The NEG proposes to combine an emissions obligation and a reliability obligation, but the details are scant and most participants and observers have complained that the proposals are either hopeless inadequate (emissions), or not needed (reliability).

“There is currently no forecast reliability gap,” the 10 retailers say in a joint letter accompanying their joint submission. They include ERM (ranked fourth biggest on volume), Click Energy, Energy Locals, Gloried and BlueNRG, among others.

“Technology is likely to make today’s issues moot within five years. We need to proceed with caution to avoid making significant, costly changes that have dire consequences.”

Specifically, they repeated their warnings made at the recent open forum held by the Energy Security Boar that the NEG could result in costly “gold plating” of energy infrastructure, in the same way that gold plating added billions to the cost of network assets.

They also say that the NEG could invest even more power on the major “gen-tailers” that dominate the wholesale electricity market, making it near impossible for them to grow in any meaningful way.

It must not create major market disruption, undermine competition, damage market liquidity and price transparency, all of which will add more cost to already-burdened energy consumers.

“The current proposal to place obligations on retailers is perverse,” they write. “To hold retailers responsible for generator reliability, emissions and investment is mis-placed risk that poses a range of market implications.”

They warn that the NEG must not create major market disruption, must not undermine competition, damage market liquidity and price transparency … “all of which will add more cost to already-burdened energy consumers.”

The question of reliability is an important one. The Turnbull government has welcomed the NEG because its political rhetoric is based on its line that more wind and solar threatens the stability of the grid. It has rubbished state and federal Labor proposals to aim for 50 per cent renewables or more.

But most analysis makes a nonsense of the Turnbull government claims. A Climate Council report notes that most (97 per cent) of outages are caused by failure in the distributed networks, which are not addressed by the NEG.

Reports from the CSIRO, the networks lobby, and by the Australian Council of Learned Academies (commissions by Dr Alan Finkel), have pointed to the fact that Australia can observe significantly more wind and solar without running into reliability issues, if properly managed.

The 10 retailers say that a simple, more direct and lower-cost approach is to replace the retailer obligations with good forecasts and targets which provide signals to the market on what and where to invest.

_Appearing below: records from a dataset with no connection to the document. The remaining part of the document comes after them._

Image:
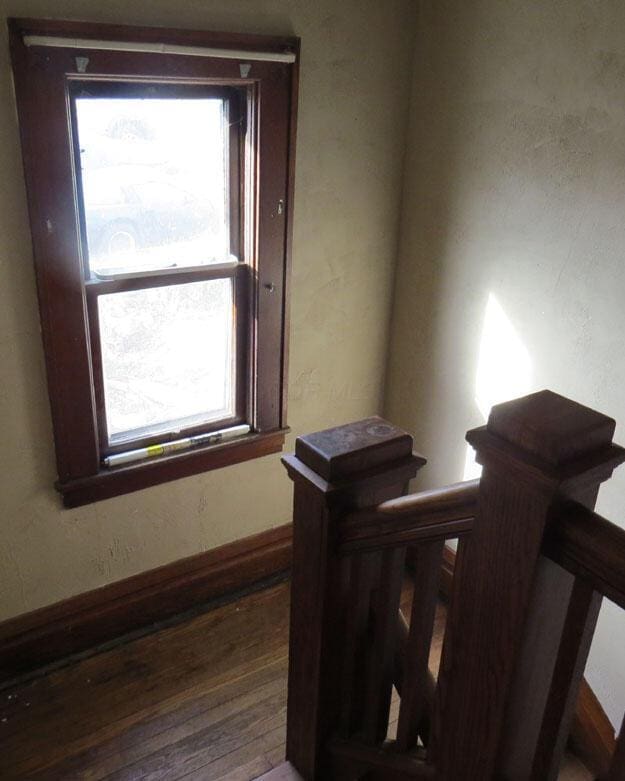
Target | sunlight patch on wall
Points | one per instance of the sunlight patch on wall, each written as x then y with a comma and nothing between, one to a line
504,370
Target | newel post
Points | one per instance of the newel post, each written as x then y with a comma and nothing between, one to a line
334,471
536,451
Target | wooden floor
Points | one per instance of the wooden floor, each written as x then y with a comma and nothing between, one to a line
205,699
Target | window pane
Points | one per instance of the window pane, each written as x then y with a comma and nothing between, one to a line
155,181
167,358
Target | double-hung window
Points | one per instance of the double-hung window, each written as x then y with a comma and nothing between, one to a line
159,172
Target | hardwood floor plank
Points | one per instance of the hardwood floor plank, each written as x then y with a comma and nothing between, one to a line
148,738
150,677
200,701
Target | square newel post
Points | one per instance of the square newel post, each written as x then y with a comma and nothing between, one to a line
535,451
334,471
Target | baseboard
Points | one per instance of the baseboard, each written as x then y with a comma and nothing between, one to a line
592,736
88,620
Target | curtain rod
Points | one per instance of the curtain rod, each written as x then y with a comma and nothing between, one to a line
156,48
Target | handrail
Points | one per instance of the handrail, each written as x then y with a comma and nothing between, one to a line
440,513
590,547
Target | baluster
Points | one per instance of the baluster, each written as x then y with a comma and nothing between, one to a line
356,644
334,471
414,694
380,674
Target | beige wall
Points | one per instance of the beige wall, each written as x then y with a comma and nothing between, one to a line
353,103
511,273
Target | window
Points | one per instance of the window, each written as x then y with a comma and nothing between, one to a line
159,173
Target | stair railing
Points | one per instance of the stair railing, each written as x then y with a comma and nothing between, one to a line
532,565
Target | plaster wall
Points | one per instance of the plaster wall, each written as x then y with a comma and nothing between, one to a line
353,103
511,275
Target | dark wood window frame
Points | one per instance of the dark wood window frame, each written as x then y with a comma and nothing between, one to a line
266,95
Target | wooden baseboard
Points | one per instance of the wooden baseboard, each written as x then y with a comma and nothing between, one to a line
88,620
592,736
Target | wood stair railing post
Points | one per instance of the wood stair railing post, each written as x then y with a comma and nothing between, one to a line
334,471
561,621
534,451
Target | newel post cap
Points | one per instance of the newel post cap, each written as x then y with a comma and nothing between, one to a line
550,431
349,452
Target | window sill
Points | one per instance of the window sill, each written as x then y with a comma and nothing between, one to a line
133,477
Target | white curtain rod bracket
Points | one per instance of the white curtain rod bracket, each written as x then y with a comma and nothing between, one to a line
156,48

This would be backed by a safety net (procurement of last resort) which allows the market to respond prior to any centralised procurement. “Our proposal addresses the fact that loss of market liquidity and market power abuse are greater risks than is the risk of over-build,” they say.

Submissions to the NEG closed this week, and the ESB has just a few weeks to present its “high level” plan to the COAG energy ministers, hoping to seek approval to further develop the NEG and introduce legislation later this year.

[pdf-embedder url=”https://reneweconomy.wpengine.com/wp-content/uploads/2018/03/NEG-joint-submission-CEOs-letter-080318.pdf” title=”NEG joint submission CEOs letter 080318″]

Giles Parkinson

Giles Parkinson is founder and editor of Renew Economy, and of its sister sites One Step Off The Grid and the EV-focused The Driven. He is the co-host of the weekly Energy Insiders Podcast. Giles has been a journalist for more than 40 years and is a former deputy editor of the Australian Financial Review. You can find him on LinkedIn and on Twitter.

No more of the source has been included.